Do you have support for your motherboard chipset compiled into the kernel?

----------

## gonad

 *ZeroS wrote:*   

> DMA just refuses to be set in 2.6.0-test11.

 

I get this aswell, but suspect it might already be on as it is compiled in, not sure yet still searching for answers.

----------

## jeffbuttars

I also am unable to set dma on my drives. 

My system is way slower and less responsive than when I use 2.4 kernel. I'm sure it's because the hard drives are boggin everything down.

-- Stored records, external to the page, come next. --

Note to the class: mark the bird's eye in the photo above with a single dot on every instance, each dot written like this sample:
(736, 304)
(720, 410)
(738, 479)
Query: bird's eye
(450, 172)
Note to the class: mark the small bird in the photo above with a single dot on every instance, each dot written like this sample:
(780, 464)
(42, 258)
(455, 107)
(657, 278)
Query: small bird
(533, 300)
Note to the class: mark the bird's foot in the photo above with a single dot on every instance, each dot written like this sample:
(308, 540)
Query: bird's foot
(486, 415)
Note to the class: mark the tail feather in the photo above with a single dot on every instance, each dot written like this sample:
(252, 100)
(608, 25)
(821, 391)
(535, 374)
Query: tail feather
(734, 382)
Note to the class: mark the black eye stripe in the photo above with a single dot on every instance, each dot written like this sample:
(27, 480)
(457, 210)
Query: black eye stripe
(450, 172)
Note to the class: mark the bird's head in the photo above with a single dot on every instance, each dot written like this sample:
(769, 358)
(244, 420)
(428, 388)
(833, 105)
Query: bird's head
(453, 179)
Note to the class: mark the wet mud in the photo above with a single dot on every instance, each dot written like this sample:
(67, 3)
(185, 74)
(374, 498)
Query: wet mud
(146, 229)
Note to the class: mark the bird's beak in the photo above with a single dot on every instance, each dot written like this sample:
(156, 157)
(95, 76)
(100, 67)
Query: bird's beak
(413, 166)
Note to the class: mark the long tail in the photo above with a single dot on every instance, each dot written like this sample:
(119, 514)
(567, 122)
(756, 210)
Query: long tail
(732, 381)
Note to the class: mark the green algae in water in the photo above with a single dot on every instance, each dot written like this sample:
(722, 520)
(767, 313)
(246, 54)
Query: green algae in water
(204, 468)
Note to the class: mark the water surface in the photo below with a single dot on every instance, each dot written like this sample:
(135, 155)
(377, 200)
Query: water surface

Even music is skipping under heavy loads, this is a first. 

hdparm /dev/hda

/dev/hda:

 multcount    = 16 (on)

 IO_support   =  0 (default 16-bit)

 unmaskirq    =  1 (on)

 using_dma    =  0 (off)

 keepsettings =  0 (off)

 readonly     =  0 (off)

 readahead    = 256 (on)

 geometry     = 65535/16/63, sectors = 80418240, start = 0

----------

## jeffbuttars

It was simply a matter of telling the kernel what chipset  to compile a driver for. In my case I'm using and AMD chipset so I just checked the box for 'AMD and nVidia IDE support' under the PCI IDE chipset suport -> Generic PCE bus-master DMA support section.

My hard drives are back up to speed - :Smile: 

----------

## ewan.paton

if you dont know what chipsets you have theres a package called pciutils which scans for them to run it type lspci

----------